Deborah Gibney, 46, who was arrested and charged with violating San Diego County’s Social Host Ordinance (SECF 32.1503) as a result of an incident at her Fallbrook home on June 10, 2009, pled guilty to the misdemeanor charge on Feb. 9.
Lt. Phil Brust, commander of the Fallbrook Sheriff’s Substation said he was “very pleased” with the outcome of Gibney’s case. Brust credited detective Jim Pucillo and deputy district attorney Robert Eacret for bringing the case to a successful outcome.
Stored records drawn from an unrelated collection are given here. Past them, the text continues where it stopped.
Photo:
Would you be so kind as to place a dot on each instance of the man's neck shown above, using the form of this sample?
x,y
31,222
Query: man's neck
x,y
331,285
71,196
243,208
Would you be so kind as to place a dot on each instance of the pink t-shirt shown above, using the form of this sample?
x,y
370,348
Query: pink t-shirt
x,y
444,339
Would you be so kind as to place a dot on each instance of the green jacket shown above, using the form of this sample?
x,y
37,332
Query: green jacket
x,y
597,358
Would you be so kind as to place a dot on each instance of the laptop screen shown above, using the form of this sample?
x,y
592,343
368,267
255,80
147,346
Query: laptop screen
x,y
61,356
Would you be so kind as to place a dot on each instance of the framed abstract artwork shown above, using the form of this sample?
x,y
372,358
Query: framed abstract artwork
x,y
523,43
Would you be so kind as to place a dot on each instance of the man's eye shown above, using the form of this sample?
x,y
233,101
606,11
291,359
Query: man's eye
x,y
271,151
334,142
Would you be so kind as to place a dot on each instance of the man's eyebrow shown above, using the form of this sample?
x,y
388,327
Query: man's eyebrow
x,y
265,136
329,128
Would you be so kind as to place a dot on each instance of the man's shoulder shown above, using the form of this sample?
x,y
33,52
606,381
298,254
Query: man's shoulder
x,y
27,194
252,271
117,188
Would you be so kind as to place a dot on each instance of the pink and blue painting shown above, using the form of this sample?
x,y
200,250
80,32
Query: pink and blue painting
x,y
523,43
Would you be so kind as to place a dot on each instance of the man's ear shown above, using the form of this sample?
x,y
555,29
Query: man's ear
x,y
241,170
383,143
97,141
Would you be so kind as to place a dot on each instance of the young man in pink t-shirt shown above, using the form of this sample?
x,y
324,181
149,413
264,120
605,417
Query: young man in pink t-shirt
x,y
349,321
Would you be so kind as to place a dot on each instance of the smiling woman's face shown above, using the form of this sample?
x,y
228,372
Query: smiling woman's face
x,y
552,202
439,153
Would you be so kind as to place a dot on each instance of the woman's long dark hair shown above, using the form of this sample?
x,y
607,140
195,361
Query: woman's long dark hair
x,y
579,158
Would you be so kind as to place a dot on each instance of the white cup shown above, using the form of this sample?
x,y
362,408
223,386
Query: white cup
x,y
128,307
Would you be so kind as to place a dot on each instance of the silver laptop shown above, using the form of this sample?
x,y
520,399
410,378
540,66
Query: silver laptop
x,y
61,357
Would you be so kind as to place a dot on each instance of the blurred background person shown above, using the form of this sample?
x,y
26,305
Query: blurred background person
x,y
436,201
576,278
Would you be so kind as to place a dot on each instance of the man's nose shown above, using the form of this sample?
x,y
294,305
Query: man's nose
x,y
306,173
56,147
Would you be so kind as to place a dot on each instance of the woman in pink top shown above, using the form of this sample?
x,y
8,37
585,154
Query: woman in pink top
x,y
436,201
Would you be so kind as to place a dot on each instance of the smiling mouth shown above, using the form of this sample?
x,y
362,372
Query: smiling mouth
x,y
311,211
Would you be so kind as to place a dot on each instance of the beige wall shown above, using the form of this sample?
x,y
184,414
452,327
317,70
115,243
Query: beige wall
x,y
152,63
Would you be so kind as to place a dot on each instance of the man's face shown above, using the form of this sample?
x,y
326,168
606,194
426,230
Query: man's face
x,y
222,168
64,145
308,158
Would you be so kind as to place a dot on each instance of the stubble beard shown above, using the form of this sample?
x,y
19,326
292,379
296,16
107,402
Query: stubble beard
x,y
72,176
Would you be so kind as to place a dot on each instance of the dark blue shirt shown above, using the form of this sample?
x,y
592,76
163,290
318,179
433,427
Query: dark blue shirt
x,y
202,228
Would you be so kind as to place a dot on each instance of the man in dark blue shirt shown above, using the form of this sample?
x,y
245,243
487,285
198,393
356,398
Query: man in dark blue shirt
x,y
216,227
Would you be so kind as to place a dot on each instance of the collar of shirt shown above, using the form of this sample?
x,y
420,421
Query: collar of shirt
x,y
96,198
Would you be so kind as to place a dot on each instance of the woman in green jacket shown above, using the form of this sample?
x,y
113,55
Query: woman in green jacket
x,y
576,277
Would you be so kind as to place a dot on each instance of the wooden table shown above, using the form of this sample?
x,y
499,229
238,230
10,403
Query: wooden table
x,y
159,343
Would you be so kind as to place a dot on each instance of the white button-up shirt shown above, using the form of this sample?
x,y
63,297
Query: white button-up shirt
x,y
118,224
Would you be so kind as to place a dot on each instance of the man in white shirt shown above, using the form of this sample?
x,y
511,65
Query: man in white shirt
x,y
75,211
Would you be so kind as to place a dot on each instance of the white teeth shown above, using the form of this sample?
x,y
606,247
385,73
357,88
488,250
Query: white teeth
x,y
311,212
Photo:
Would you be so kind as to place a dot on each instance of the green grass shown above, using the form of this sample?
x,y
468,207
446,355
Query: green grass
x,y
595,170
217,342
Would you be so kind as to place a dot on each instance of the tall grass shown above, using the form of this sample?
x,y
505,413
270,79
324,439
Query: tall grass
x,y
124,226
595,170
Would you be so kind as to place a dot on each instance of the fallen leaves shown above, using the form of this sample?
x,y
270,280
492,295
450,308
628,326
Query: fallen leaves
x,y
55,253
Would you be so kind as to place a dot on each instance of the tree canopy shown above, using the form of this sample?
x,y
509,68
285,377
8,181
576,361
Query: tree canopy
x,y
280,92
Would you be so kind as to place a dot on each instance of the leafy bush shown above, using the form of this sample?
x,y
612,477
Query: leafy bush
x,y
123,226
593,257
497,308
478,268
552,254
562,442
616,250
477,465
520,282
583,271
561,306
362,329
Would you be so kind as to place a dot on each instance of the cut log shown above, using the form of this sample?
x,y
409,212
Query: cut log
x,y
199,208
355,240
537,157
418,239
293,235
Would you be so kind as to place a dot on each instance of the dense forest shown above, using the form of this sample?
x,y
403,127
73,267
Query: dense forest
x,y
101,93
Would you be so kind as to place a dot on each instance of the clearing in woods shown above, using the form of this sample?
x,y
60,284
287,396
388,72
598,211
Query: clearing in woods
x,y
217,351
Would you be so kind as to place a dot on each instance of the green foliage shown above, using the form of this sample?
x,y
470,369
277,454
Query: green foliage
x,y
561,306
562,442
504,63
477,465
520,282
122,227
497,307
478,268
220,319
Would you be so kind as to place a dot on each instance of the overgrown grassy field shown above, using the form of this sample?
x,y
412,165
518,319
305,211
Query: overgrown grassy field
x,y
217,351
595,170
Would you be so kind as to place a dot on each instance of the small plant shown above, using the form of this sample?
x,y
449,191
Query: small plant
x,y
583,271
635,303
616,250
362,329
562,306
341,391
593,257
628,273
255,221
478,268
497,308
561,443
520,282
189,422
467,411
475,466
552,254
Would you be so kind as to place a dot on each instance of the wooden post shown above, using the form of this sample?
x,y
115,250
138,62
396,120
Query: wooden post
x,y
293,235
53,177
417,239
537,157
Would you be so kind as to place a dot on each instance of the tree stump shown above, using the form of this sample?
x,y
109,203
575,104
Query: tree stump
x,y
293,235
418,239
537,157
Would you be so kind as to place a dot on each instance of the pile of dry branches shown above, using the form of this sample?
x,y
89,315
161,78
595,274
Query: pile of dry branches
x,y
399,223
“[Gibney] has admitted that she did violate the social host ordinance by allowing children to bring alcohol to her house,” said Brust. “Pucillo’s and Eacret’s investigation, coupled with the excellent witness statements from those who were present at the party, in my opinion, led to her guilty plea.”
Brust said law enforcement never alleged that Gibney served the minors alcohol, but that she “allowed them to bring alcohol to her home and consume it on the premises to the point that several of the kids became severely intoxicated and one needed to be taken to the hospital.”
Law enforcement officers responded to a call on June 10, 2009 from Fallbrook Hospital regarding a 17-year-old girl who had been brought into the emergency room with what appeared to be alcohol poisoning. When deputies proceeded to investigate the circumstances involved in the girl’s situation, they discovered a large party was taking place at Gibney’s home. After arriving at Gibney’s home, officers discovered between 75 and 100 teenagers or minors on her property.
“Alcohol was openly being consumed,” said Brust, adding that 10 to 15 of the teens were “so intoxicated, they became sick to the point of vomiting.”
Brust said following Gibney’s arrest she served one day in jail and was credited for that in the plea agreement.
“She has now been placed on three years probation, is required to attend a MADD Victim Impact Panel, ordered to attend parenting classes, and has been fined $300,” he explained. Brust said the fact that Gibney pled guilty is encouraging.
“We are pleased that she recognized that she exercised poor judgment in allowing kids to bring alcohol to her home; by pleading guilty, she is in fact taking responsibility for her actions,” he said.
Eacret agreed. “We think this was a fair outcome for this case,” he said. “She admitted she was guilty of this offense.”
Eacret said if Gibney meets all the requirements set forth, and does not violate her probation, the district attorney’s office will be satisfied.
With Spring Break just around the corner, Brust said he hopes adults will act with responsibility concerning children under their supervision.
“Hopefully this will hit home to any adults that may be thinking about hosting a party during Spring Break or for graduation,” said Brust. “It shows that we in law enforcement and the DA’s office are serious about protecting youth.
The successful outcome of this case shows that.”